Getting to the Point

“I’m not someone who says ‘if you have nothing to fear, you have nothing to hide,’” Vogel said when interviewed. “But when you’re doing it with taxpayer money, then I think we all have a right to transparency and accountability—especially when it’s not a moral question about whether an act was right or wrong, but whether an act was in accordance with the school’s own policies.”

Vogel’s lawsuit over a batch of public records requests from two years ago may seem like hue and cry over nothing at first glance. Recent history reveals it to relate to a fundamental tension at Evergreen between its behaviour and character as an institution on the one hand and its stated ideals on the other. 

“The school likes to make a lot of claims about its relationship to broad ideas like justice and accountability. I think, beyond the obvious legal transgressions in this lawsuit, Evergreen should be very excited to respond to public records requests in a timely manner. I don’t know how one can espouse those virtues without transparency,” Vogel continued. “It’s nice to have an Office of Diversity, Equity, and Inclusion. But without giving members of the community the right to actually audit the school’s approach to these issues, we don’t know whether those policies are effective.”
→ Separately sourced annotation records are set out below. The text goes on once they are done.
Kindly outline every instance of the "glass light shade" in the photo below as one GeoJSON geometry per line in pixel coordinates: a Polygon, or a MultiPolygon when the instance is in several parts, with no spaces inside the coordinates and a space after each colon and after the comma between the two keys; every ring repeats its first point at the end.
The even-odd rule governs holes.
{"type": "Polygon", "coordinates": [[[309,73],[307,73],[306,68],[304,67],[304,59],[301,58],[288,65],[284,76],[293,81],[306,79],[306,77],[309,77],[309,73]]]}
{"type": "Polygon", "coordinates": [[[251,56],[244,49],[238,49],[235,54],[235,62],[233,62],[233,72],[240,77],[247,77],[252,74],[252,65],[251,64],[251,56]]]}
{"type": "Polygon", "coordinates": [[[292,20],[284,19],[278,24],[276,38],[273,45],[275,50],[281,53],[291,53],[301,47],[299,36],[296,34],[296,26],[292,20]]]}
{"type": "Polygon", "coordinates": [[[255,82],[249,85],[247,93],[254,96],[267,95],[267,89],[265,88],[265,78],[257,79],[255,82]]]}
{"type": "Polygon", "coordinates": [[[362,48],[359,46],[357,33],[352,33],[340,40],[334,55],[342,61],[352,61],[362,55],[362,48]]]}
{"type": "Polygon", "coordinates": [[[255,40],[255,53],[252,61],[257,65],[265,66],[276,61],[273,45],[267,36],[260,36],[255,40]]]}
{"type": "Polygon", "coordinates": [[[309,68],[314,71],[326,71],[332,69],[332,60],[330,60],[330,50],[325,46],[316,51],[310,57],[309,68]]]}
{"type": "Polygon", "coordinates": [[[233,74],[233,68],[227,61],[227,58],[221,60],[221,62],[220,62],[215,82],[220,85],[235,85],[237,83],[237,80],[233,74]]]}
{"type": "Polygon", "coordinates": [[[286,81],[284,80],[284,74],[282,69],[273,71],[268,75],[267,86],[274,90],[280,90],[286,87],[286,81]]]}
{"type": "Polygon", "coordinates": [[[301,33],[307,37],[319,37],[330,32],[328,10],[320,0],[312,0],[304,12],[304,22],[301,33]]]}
When asked his feelings about Interim President Carmichael, Vogel concluded, “A good way to endear Carmichael to the student body would be to settle both these lawsuits immediately and apologize to the campus. Not just for these transgressions, but for many of the actions taken under George Bridges’ tenure, which includes the underhanded purchase of assault weapons for Police Services. I think Evergreen has a lot of historical mistakes that if I were an interim president coming into a college that desperately needs a change in culture, I would try and mark the beginning of a new era by acknowledging and apologizing for.”

John Carmichael was not available for comment prior to publication.